NachDenkSeiten – Die kritische Website

Titel: Die Meinungsroboter kommen – die nächste Eskalationsstufe im Propagandakrieg um unsere Köpfe ist erreicht

Datum: 6. Februar 2017 um 8:49 Uhr
Rubrik: Erosion der Demokratie, Strategien der Meinungsmache
Verantwortlich:

Wussten Sie eigentlich, dass ein großer Teil der fremdenfeindlichen Beiträge in den Sozialen Netzwerken während der Flüchtlingskrise von sogenannten Social Bots kam? Und wussten Sie, dass während des ersten Phase des Bürgerkriegs in der Ost-Ukraine Social Bots aus dem Umfeld des „Rechten Sektors“ über rund 15.000 Twitter-Accounts täglich rund 60.000 Meldungen abgesetzt haben? Im US-Wahlkampf waren diese Bots genauso aktiv wie beim Brexit-Referendum. Wer hinter diesen Bots steht, ist unbekannt. Interessant ist in diesem Zusammenhang jedoch, dass die US-Regierung bereits 2010 eine Spezialsoftware entwickeln ließ, mit der man ein ganzes Heer von Social Bots steuern kann und amerikanische Softwaredienstleister aus dem Umfeld der Geheimdienste laut geleakten Mails offenbar seit Jahren diese Technologien beherrschen. Und da regen wir uns über vermeintliche Putin-Trolle auf? Das Thema Social Bots wird uns noch häufig beschäftigen. Von Jens Berger.

Dieser Beitrag ist auch als Audio-Podcast verfügbar.

Nach der ersten TV-Debatte zwischen Donald Trump und Hillary Clinton wurde mehr als jeder dritte Tweet zur Unterstützung von Trump und auch mehr als jeder fünfte Tweet zur Unterstützung von Clinton nicht von einem Menschen, sondern von einer Maschine, einem Social Bot abgesetzt. Social Bots, die in den Netzen gegen Trump eingesetzt wurden, gingen dabei besonders phantasievoll vor: zunächst posteten sie frauen- und fremdenfeindliche Sprüche, um erst einmal in die „Filterblase“ der Trump-Sympathisanten vorzudringen, nur um dann Trump zu kritisieren und zur Wahl seiner Konkurrenten aufzurufen.

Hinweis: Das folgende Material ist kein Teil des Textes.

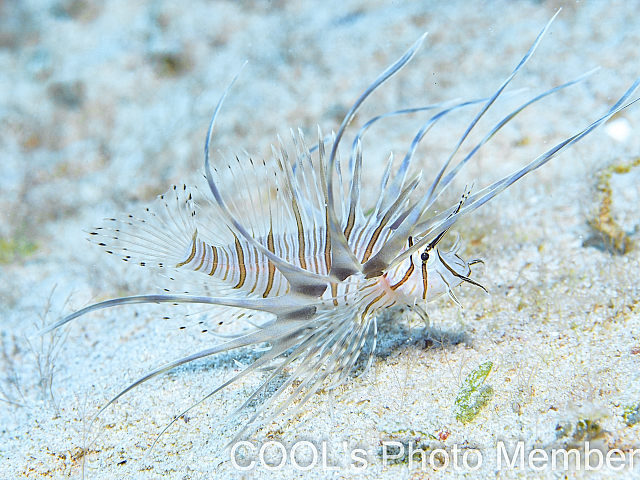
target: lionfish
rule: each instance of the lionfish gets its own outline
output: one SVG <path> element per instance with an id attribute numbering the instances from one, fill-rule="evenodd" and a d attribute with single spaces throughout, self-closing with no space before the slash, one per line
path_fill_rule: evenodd
<path id="1" fill-rule="evenodd" d="M 260 357 L 195 404 L 250 373 L 262 372 L 265 377 L 260 386 L 230 415 L 233 418 L 258 405 L 238 438 L 248 427 L 258 428 L 283 413 L 290 418 L 319 390 L 337 388 L 354 372 L 364 352 L 368 353 L 366 371 L 376 348 L 377 318 L 385 309 L 403 306 L 424 317 L 423 305 L 442 294 L 457 302 L 453 289 L 463 283 L 484 289 L 471 278 L 471 267 L 480 260 L 460 258 L 455 245 L 449 251 L 438 248 L 449 229 L 638 101 L 626 103 L 640 78 L 584 130 L 477 193 L 465 189 L 459 202 L 429 216 L 434 202 L 460 170 L 505 124 L 534 102 L 595 71 L 537 95 L 510 112 L 449 169 L 471 130 L 529 60 L 554 19 L 490 97 L 388 112 L 364 123 L 350 148 L 344 180 L 339 147 L 347 127 L 369 95 L 411 60 L 426 34 L 362 93 L 337 133 L 325 137 L 318 127 L 318 142 L 310 148 L 302 130 L 297 135 L 291 130 L 293 155 L 278 137 L 278 147 L 272 146 L 274 165 L 256 162 L 246 151 L 243 159 L 232 153 L 230 159 L 221 154 L 218 164 L 210 160 L 213 127 L 236 76 L 222 95 L 206 136 L 205 178 L 213 198 L 186 185 L 174 186 L 140 215 L 108 219 L 108 226 L 90 234 L 107 253 L 124 261 L 192 274 L 197 283 L 207 287 L 207 294 L 165 293 L 107 300 L 82 308 L 40 333 L 96 310 L 136 303 L 212 304 L 263 312 L 270 320 L 254 325 L 249 333 L 147 373 L 116 395 L 98 415 L 133 388 L 180 365 L 256 346 L 263 351 Z M 420 141 L 439 120 L 472 105 L 480 105 L 479 112 L 426 192 L 418 195 L 422 174 L 411 178 L 408 172 Z M 430 109 L 437 113 L 422 125 L 395 174 L 393 154 L 389 156 L 375 203 L 365 210 L 360 199 L 365 133 L 390 116 Z M 209 290 L 218 296 L 210 296 Z"/>

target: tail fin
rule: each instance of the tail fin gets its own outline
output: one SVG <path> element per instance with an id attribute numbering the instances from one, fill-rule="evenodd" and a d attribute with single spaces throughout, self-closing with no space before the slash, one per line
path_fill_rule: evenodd
<path id="1" fill-rule="evenodd" d="M 195 203 L 186 185 L 174 185 L 140 214 L 107 218 L 89 241 L 125 262 L 173 268 L 188 258 L 196 233 Z"/>

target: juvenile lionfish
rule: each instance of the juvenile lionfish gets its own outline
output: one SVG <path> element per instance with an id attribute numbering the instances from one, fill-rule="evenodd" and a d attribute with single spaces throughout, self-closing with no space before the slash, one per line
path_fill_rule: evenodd
<path id="1" fill-rule="evenodd" d="M 640 79 L 584 130 L 483 190 L 474 194 L 465 190 L 455 205 L 430 216 L 434 202 L 498 130 L 524 108 L 595 71 L 522 104 L 449 168 L 471 130 L 529 60 L 552 21 L 490 97 L 389 112 L 364 123 L 350 148 L 344 181 L 339 147 L 347 127 L 367 97 L 411 60 L 426 34 L 356 100 L 337 133 L 325 138 L 318 127 L 318 142 L 310 148 L 302 131 L 296 135 L 292 130 L 293 155 L 278 137 L 278 147 L 272 147 L 273 166 L 264 160 L 256 162 L 246 151 L 242 158 L 232 153 L 231 158 L 221 154 L 220 163 L 210 160 L 213 127 L 234 79 L 215 109 L 205 142 L 205 177 L 213 198 L 200 190 L 192 193 L 186 185 L 174 186 L 140 215 L 109 219 L 108 226 L 91 232 L 90 237 L 107 253 L 124 261 L 186 272 L 196 284 L 206 286 L 207 292 L 214 290 L 217 296 L 190 291 L 116 298 L 83 308 L 41 333 L 89 312 L 134 303 L 213 304 L 263 312 L 272 317 L 270 321 L 146 374 L 100 412 L 141 383 L 179 365 L 231 349 L 267 344 L 267 348 L 261 348 L 261 357 L 198 403 L 252 372 L 266 372 L 261 385 L 234 415 L 245 412 L 256 400 L 259 406 L 245 429 L 264 425 L 282 413 L 295 414 L 319 389 L 332 390 L 345 382 L 364 352 L 371 364 L 376 319 L 385 309 L 404 306 L 425 316 L 423 305 L 442 294 L 457 302 L 453 289 L 463 283 L 484 289 L 471 278 L 471 266 L 479 260 L 460 258 L 456 246 L 449 251 L 438 247 L 449 229 L 638 100 L 626 103 Z M 426 192 L 418 194 L 422 175 L 410 178 L 408 172 L 420 141 L 440 119 L 473 105 L 481 106 L 480 111 Z M 437 113 L 422 125 L 394 174 L 393 155 L 389 157 L 377 198 L 372 208 L 365 210 L 360 201 L 365 133 L 384 118 L 429 109 Z"/>

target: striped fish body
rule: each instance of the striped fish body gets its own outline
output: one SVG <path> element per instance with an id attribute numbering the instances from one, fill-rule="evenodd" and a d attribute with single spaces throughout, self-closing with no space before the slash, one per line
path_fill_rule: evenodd
<path id="1" fill-rule="evenodd" d="M 453 289 L 462 283 L 483 288 L 471 278 L 471 266 L 478 260 L 463 260 L 455 246 L 448 252 L 439 248 L 449 229 L 637 101 L 629 99 L 640 79 L 584 130 L 479 192 L 466 190 L 459 203 L 434 213 L 436 200 L 505 124 L 529 105 L 595 71 L 543 92 L 509 112 L 470 153 L 452 163 L 471 130 L 523 68 L 550 25 L 489 97 L 388 112 L 365 122 L 353 137 L 344 172 L 339 152 L 347 127 L 367 97 L 413 57 L 424 36 L 365 90 L 335 134 L 325 138 L 318 129 L 318 141 L 309 147 L 301 130 L 297 135 L 292 131 L 292 155 L 278 137 L 268 163 L 256 162 L 246 152 L 220 153 L 215 161 L 211 159 L 213 127 L 229 86 L 215 109 L 205 141 L 205 188 L 195 188 L 192 193 L 184 185 L 173 187 L 138 215 L 108 219 L 106 226 L 95 229 L 90 236 L 124 261 L 171 272 L 166 275 L 169 280 L 178 282 L 178 276 L 184 274 L 189 289 L 166 288 L 161 294 L 100 302 L 40 333 L 95 310 L 134 303 L 222 305 L 238 312 L 248 309 L 271 314 L 272 321 L 255 326 L 246 335 L 146 374 L 104 408 L 141 383 L 179 365 L 266 343 L 269 348 L 258 360 L 211 395 L 253 372 L 268 372 L 261 386 L 231 416 L 246 412 L 269 388 L 274 393 L 263 399 L 245 428 L 262 425 L 283 413 L 295 414 L 320 389 L 333 389 L 345 382 L 363 352 L 367 352 L 371 364 L 381 310 L 405 305 L 425 316 L 425 303 L 444 293 L 457 302 Z M 434 171 L 431 183 L 424 184 L 420 173 L 411 174 L 417 148 L 431 127 L 451 112 L 474 106 L 479 107 L 477 114 L 440 170 Z M 360 201 L 365 134 L 385 118 L 430 110 L 436 113 L 421 126 L 399 165 L 394 164 L 393 155 L 389 157 L 373 197 L 373 208 L 367 207 L 365 213 Z M 236 438 L 243 431 L 240 429 Z"/>

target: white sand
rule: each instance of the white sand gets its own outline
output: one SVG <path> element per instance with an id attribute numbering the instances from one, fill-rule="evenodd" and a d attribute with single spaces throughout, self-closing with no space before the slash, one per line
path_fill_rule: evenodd
<path id="1" fill-rule="evenodd" d="M 415 60 L 371 98 L 360 120 L 490 95 L 560 5 L 0 3 L 0 236 L 37 244 L 33 255 L 0 266 L 0 478 L 79 477 L 85 419 L 144 372 L 214 341 L 198 327 L 179 330 L 189 321 L 175 307 L 104 310 L 74 322 L 54 352 L 51 389 L 43 391 L 26 337 L 37 330 L 54 286 L 48 323 L 90 301 L 155 291 L 151 271 L 105 255 L 84 240 L 83 230 L 116 212 L 142 208 L 172 183 L 198 178 L 210 115 L 245 60 L 218 124 L 217 146 L 267 156 L 276 133 L 284 135 L 290 126 L 311 138 L 316 124 L 336 129 L 362 90 L 424 31 L 428 40 Z M 640 75 L 638 2 L 574 1 L 565 7 L 509 87 L 530 91 L 499 103 L 464 151 L 518 101 L 595 66 L 602 70 L 505 127 L 461 175 L 452 201 L 466 181 L 475 179 L 477 191 L 587 126 Z M 452 117 L 425 141 L 418 158 L 429 178 L 473 114 Z M 465 286 L 457 293 L 464 311 L 449 300 L 429 304 L 431 336 L 444 346 L 427 342 L 425 332 L 409 332 L 399 320 L 383 326 L 373 371 L 337 392 L 333 419 L 327 396 L 317 395 L 294 419 L 250 437 L 258 446 L 309 440 L 320 447 L 325 441 L 329 463 L 340 470 L 316 466 L 303 473 L 287 463 L 273 473 L 258 467 L 245 478 L 349 477 L 343 442 L 347 451 L 370 452 L 359 478 L 460 474 L 451 468 L 419 472 L 407 464 L 382 471 L 380 442 L 417 436 L 431 448 L 479 449 L 483 466 L 469 477 L 494 478 L 499 441 L 523 440 L 527 453 L 558 448 L 564 443 L 556 426 L 580 419 L 606 430 L 595 442 L 605 452 L 640 448 L 640 426 L 622 419 L 625 406 L 640 402 L 639 254 L 613 256 L 582 246 L 590 235 L 595 172 L 640 154 L 640 106 L 619 117 L 630 127 L 626 138 L 598 130 L 457 227 L 464 255 L 486 262 L 476 278 L 491 297 Z M 404 155 L 423 118 L 389 122 L 369 137 L 365 190 L 375 186 L 391 149 Z M 634 212 L 637 203 L 616 208 L 617 214 Z M 49 341 L 45 337 L 45 351 Z M 33 346 L 40 351 L 38 340 Z M 222 450 L 233 432 L 222 422 L 255 382 L 232 386 L 194 409 L 188 423 L 180 420 L 149 453 L 175 414 L 237 369 L 232 359 L 181 368 L 105 412 L 88 433 L 95 441 L 87 478 L 241 476 Z M 487 383 L 495 395 L 463 425 L 452 413 L 456 393 L 465 375 L 486 360 L 494 362 Z M 41 364 L 46 376 L 47 362 Z M 441 444 L 429 438 L 445 431 Z M 638 469 L 626 472 L 640 477 Z M 556 474 L 527 467 L 499 476 Z M 607 474 L 614 475 L 597 475 Z"/>

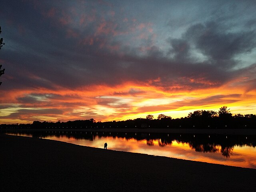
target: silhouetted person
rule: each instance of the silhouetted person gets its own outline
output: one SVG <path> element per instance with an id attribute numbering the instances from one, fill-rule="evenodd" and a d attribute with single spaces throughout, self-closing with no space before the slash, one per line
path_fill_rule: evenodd
<path id="1" fill-rule="evenodd" d="M 104 144 L 104 149 L 107 149 L 107 147 L 108 146 L 108 144 L 106 142 Z"/>

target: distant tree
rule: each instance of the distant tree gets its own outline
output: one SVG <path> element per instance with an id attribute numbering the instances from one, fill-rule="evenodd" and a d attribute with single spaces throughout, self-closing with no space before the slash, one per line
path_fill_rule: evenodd
<path id="1" fill-rule="evenodd" d="M 190 112 L 188 114 L 188 117 L 189 118 L 195 118 L 200 117 L 202 116 L 202 111 L 198 110 L 194 111 L 193 113 Z"/>
<path id="2" fill-rule="evenodd" d="M 159 114 L 157 117 L 157 119 L 161 120 L 163 119 L 172 119 L 172 118 L 170 116 L 167 116 L 167 115 L 164 115 L 164 114 Z"/>
<path id="3" fill-rule="evenodd" d="M 220 110 L 218 112 L 219 117 L 221 118 L 228 119 L 232 116 L 232 114 L 230 113 L 230 109 L 228 109 L 228 107 L 223 106 L 220 108 Z"/>
<path id="4" fill-rule="evenodd" d="M 235 115 L 234 115 L 234 117 L 235 118 L 238 118 L 244 117 L 244 115 L 242 115 L 242 114 L 238 113 L 238 114 L 236 114 Z"/>
<path id="5" fill-rule="evenodd" d="M 90 119 L 89 120 L 91 121 L 93 123 L 96 123 L 96 120 L 95 120 L 93 118 L 92 118 L 91 119 Z"/>
<path id="6" fill-rule="evenodd" d="M 2 31 L 1 30 L 1 26 L 0 26 L 0 34 L 2 32 Z M 2 38 L 0 38 L 0 49 L 1 49 L 1 48 L 3 46 L 3 45 L 5 44 L 3 42 L 3 39 Z M 3 74 L 4 74 L 4 70 L 5 69 L 1 69 L 2 68 L 2 65 L 0 65 L 0 76 L 2 76 Z M 2 82 L 0 82 L 0 85 L 2 84 Z"/>
<path id="7" fill-rule="evenodd" d="M 225 114 L 227 113 L 230 113 L 229 110 L 230 109 L 228 109 L 228 107 L 226 106 L 223 106 L 220 108 L 220 110 L 218 112 L 219 115 L 220 114 Z"/>
<path id="8" fill-rule="evenodd" d="M 256 118 L 256 115 L 253 114 L 246 114 L 244 115 L 244 117 L 246 118 Z"/>
<path id="9" fill-rule="evenodd" d="M 1 30 L 1 26 L 0 26 L 0 34 L 1 34 L 1 32 L 2 31 Z M 3 46 L 3 45 L 4 45 L 5 44 L 3 42 L 3 40 L 4 39 L 2 38 L 0 38 L 0 49 L 1 49 L 2 47 Z"/>
<path id="10" fill-rule="evenodd" d="M 154 119 L 154 116 L 152 115 L 148 115 L 146 117 L 146 118 L 149 120 L 152 120 Z"/>

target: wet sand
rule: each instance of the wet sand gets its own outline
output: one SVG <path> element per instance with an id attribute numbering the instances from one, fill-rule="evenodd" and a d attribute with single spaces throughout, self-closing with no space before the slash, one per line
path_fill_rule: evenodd
<path id="1" fill-rule="evenodd" d="M 102 144 L 102 145 L 103 144 Z M 0 134 L 1 191 L 254 191 L 256 169 Z"/>

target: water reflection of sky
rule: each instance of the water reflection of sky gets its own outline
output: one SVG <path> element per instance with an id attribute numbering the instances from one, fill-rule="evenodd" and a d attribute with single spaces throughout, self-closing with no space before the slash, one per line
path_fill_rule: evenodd
<path id="1" fill-rule="evenodd" d="M 230 151 L 230 157 L 225 158 L 220 152 L 221 147 L 220 146 L 216 146 L 218 150 L 216 152 L 197 152 L 191 148 L 189 144 L 176 140 L 173 141 L 171 144 L 167 144 L 164 146 L 161 146 L 159 145 L 159 139 L 150 140 L 151 145 L 149 145 L 147 144 L 146 139 L 137 140 L 133 138 L 118 137 L 96 136 L 93 141 L 76 139 L 72 137 L 68 138 L 65 135 L 58 138 L 54 136 L 48 136 L 45 138 L 102 148 L 104 143 L 106 142 L 108 149 L 256 169 L 256 148 L 246 146 L 234 146 Z"/>
<path id="2" fill-rule="evenodd" d="M 32 136 L 32 134 L 27 133 L 9 134 Z M 104 143 L 106 142 L 108 149 L 256 169 L 256 148 L 246 144 L 243 145 L 242 146 L 235 145 L 228 148 L 228 157 L 225 157 L 224 156 L 220 145 L 217 144 L 211 148 L 213 149 L 214 152 L 198 152 L 194 148 L 194 143 L 190 142 L 189 143 L 181 142 L 176 140 L 173 140 L 170 142 L 170 141 L 165 142 L 164 139 L 162 140 L 160 138 L 138 140 L 133 138 L 102 135 L 100 136 L 98 135 L 92 136 L 90 139 L 77 138 L 73 136 L 67 136 L 65 134 L 58 136 L 44 135 L 42 137 L 45 139 L 102 148 L 104 147 Z M 201 145 L 202 144 L 199 143 L 196 147 L 200 150 L 201 147 L 203 148 Z"/>

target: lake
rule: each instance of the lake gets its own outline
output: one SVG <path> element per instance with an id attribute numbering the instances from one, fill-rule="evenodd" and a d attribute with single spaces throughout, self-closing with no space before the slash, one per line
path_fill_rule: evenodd
<path id="1" fill-rule="evenodd" d="M 96 131 L 2 131 L 92 147 L 256 169 L 256 136 Z"/>

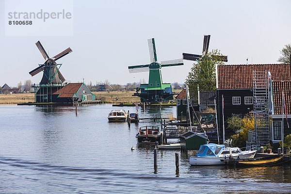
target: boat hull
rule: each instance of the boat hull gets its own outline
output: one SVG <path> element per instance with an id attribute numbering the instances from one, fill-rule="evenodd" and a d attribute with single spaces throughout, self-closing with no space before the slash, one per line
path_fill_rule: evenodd
<path id="1" fill-rule="evenodd" d="M 232 158 L 238 159 L 239 157 L 241 159 L 253 158 L 255 154 L 256 151 L 250 151 L 248 153 L 242 154 L 239 156 L 232 155 Z M 190 156 L 189 157 L 189 163 L 193 166 L 226 165 L 229 163 L 229 156 L 218 157 L 202 157 Z"/>
<path id="2" fill-rule="evenodd" d="M 152 144 L 158 142 L 159 144 L 162 142 L 162 134 L 158 135 L 137 135 L 136 136 L 138 144 Z"/>
<path id="3" fill-rule="evenodd" d="M 108 120 L 109 121 L 126 121 L 126 117 L 108 117 Z"/>
<path id="4" fill-rule="evenodd" d="M 270 165 L 279 163 L 283 160 L 283 155 L 275 156 L 269 158 L 253 158 L 242 160 L 235 160 L 236 165 L 242 166 L 249 165 Z"/>

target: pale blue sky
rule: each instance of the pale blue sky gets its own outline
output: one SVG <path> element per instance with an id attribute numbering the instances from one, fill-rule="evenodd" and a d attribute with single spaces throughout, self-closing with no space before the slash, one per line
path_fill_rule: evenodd
<path id="1" fill-rule="evenodd" d="M 4 5 L 0 0 L 0 13 Z M 152 37 L 159 62 L 181 58 L 182 52 L 201 54 L 203 35 L 211 34 L 210 50 L 227 55 L 226 64 L 244 64 L 247 58 L 249 64 L 276 63 L 280 50 L 291 43 L 291 8 L 288 0 L 75 0 L 68 36 L 5 36 L 2 14 L 0 85 L 40 81 L 41 73 L 28 73 L 44 62 L 34 44 L 39 40 L 51 56 L 73 49 L 58 61 L 71 82 L 147 81 L 148 72 L 129 74 L 128 66 L 149 63 Z M 192 65 L 184 61 L 183 66 L 162 68 L 163 82 L 184 81 Z"/>

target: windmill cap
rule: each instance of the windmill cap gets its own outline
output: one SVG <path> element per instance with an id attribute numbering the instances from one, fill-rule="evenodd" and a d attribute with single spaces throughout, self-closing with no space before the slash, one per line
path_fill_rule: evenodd
<path id="1" fill-rule="evenodd" d="M 148 68 L 150 69 L 161 69 L 162 68 L 162 65 L 159 63 L 153 62 L 149 65 L 149 66 L 148 66 Z"/>

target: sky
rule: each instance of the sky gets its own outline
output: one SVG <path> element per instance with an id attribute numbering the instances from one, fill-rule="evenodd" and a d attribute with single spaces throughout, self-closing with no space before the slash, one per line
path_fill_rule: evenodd
<path id="1" fill-rule="evenodd" d="M 48 5 L 47 0 L 38 2 L 43 8 L 54 5 Z M 108 80 L 120 84 L 147 81 L 148 72 L 129 74 L 128 66 L 150 63 L 147 39 L 153 37 L 158 62 L 181 58 L 183 52 L 201 54 L 204 34 L 211 35 L 209 50 L 218 49 L 227 55 L 228 65 L 245 64 L 247 58 L 248 64 L 278 63 L 280 50 L 291 43 L 288 0 L 71 3 L 72 32 L 67 35 L 7 35 L 7 16 L 0 14 L 0 86 L 16 86 L 30 79 L 40 81 L 42 73 L 32 77 L 29 74 L 44 62 L 35 45 L 38 40 L 51 56 L 72 48 L 72 52 L 58 61 L 68 81 L 84 79 L 85 83 L 95 84 Z M 5 3 L 0 0 L 0 13 L 4 12 Z M 15 6 L 16 10 L 21 8 Z M 184 61 L 183 66 L 162 68 L 163 82 L 183 82 L 193 65 Z"/>

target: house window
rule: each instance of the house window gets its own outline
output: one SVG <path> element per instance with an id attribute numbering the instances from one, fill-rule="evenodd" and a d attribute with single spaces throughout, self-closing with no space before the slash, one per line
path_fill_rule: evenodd
<path id="1" fill-rule="evenodd" d="M 232 114 L 232 116 L 237 116 L 239 118 L 243 118 L 243 115 L 242 114 L 235 114 L 233 113 Z"/>
<path id="2" fill-rule="evenodd" d="M 274 140 L 281 140 L 282 135 L 282 121 L 273 121 L 273 139 Z"/>
<path id="3" fill-rule="evenodd" d="M 206 106 L 200 106 L 200 107 L 199 107 L 199 110 L 200 111 L 204 111 L 205 110 L 206 110 Z"/>
<path id="4" fill-rule="evenodd" d="M 232 97 L 232 104 L 241 104 L 241 97 Z"/>
<path id="5" fill-rule="evenodd" d="M 253 104 L 253 97 L 244 97 L 244 104 Z"/>

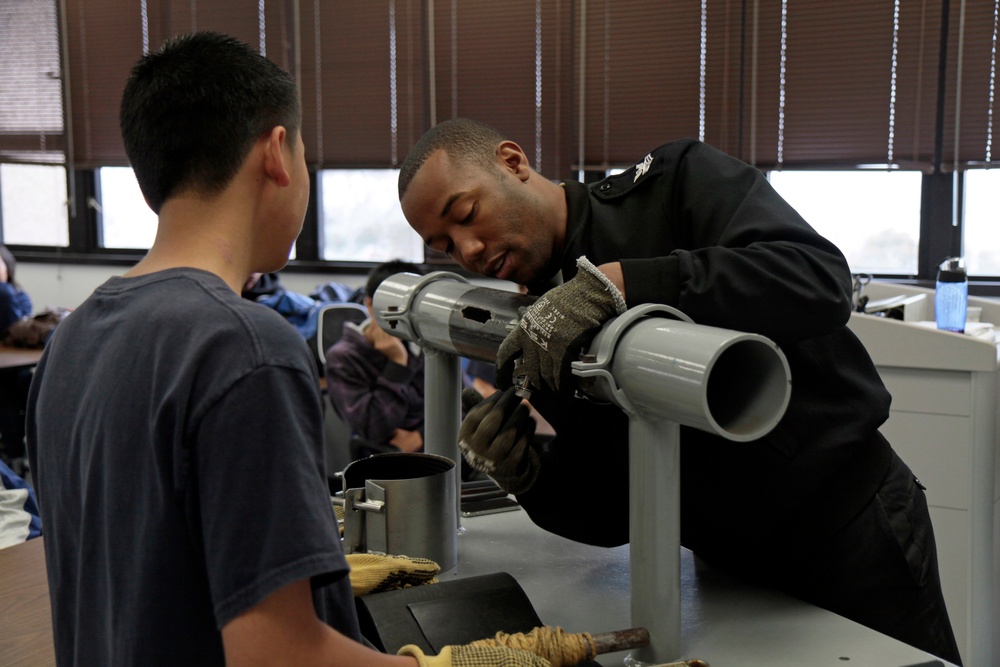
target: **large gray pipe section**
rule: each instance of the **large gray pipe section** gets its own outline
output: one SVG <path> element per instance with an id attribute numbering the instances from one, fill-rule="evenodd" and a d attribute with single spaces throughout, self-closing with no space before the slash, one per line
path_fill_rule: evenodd
<path id="1" fill-rule="evenodd" d="M 473 286 L 447 272 L 397 274 L 373 298 L 379 325 L 393 335 L 425 349 L 487 361 L 496 359 L 521 310 L 533 301 Z M 632 624 L 649 630 L 650 644 L 628 662 L 676 660 L 681 657 L 679 425 L 741 442 L 766 435 L 788 406 L 788 362 L 763 336 L 694 324 L 676 309 L 649 304 L 605 323 L 572 367 L 579 392 L 612 402 L 629 416 Z M 456 392 L 429 383 L 428 406 L 457 403 L 460 399 L 450 395 Z M 430 407 L 426 414 L 425 433 L 442 438 L 439 446 L 448 445 L 444 456 L 456 457 L 458 418 L 448 413 L 453 426 L 439 429 L 430 423 Z"/>

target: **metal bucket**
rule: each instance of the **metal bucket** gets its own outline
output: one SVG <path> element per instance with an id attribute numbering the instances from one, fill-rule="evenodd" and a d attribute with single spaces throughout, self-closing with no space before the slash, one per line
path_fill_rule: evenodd
<path id="1" fill-rule="evenodd" d="M 434 454 L 376 454 L 344 469 L 344 551 L 458 564 L 455 462 Z"/>

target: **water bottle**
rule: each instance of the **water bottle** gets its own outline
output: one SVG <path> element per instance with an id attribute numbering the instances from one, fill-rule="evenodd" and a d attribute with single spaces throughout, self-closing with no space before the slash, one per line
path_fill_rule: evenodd
<path id="1" fill-rule="evenodd" d="M 969 279 L 961 257 L 949 257 L 938 266 L 934 292 L 934 315 L 938 329 L 965 332 L 966 307 L 969 303 Z"/>

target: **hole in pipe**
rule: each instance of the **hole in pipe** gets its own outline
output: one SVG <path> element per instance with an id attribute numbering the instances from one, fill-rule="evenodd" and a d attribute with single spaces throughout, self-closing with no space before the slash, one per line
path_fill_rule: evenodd
<path id="1" fill-rule="evenodd" d="M 462 309 L 462 317 L 467 320 L 472 320 L 473 322 L 479 322 L 480 324 L 486 324 L 490 321 L 493 315 L 490 311 L 485 308 L 476 308 L 475 306 L 466 306 Z"/>

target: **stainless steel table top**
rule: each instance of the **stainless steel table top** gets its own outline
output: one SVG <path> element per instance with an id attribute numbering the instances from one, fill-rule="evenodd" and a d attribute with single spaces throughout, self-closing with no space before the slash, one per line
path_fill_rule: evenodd
<path id="1" fill-rule="evenodd" d="M 462 519 L 458 565 L 442 580 L 508 572 L 546 625 L 570 632 L 631 627 L 628 546 L 579 544 L 523 510 Z M 947 665 L 934 656 L 782 593 L 748 585 L 683 550 L 681 643 L 712 667 Z M 600 656 L 622 665 L 627 652 Z"/>

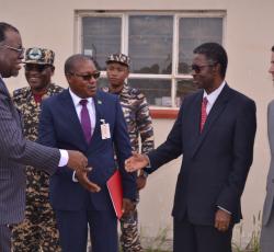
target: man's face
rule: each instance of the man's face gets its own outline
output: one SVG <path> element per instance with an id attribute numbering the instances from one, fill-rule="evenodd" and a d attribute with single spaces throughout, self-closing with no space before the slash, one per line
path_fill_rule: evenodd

Eine ähnliche, aber noch professionellere Methode wendeten die Bots an, die 2014/2015 im Ukraine-Konflikt auf Seiten des rechten Sektors in den sozialen Netzwerken ihr Unwesen trieben. Die Bots posteten in der ersten Phase vor allem unverfängliche Inhalte, die vor allem die Zielgruppe der jungen Männer ansprechen sollten – also Fußball, Frauen und Raubkopien. Als die Lage im Osten des Landes eskalierte, streuten die Bots auf einmal politische Botschaften in Beiträge ein – und diese Botschaften kamen von ganz rechts außen, vom Rechten Sektor. Schon während des Euromaidans waren Bots für den Rechten Sektor im Einsatz. Unter anderem versuchte man damals, die Algorithmen von Twitter zu manipulieren.

Dass auch in Deutschland bereits Social Bots aktiv sind, belegt eine sehr sehenswerte Reportage von ZDFzoom mit dem Titel „Alles nur Lüge?“[*]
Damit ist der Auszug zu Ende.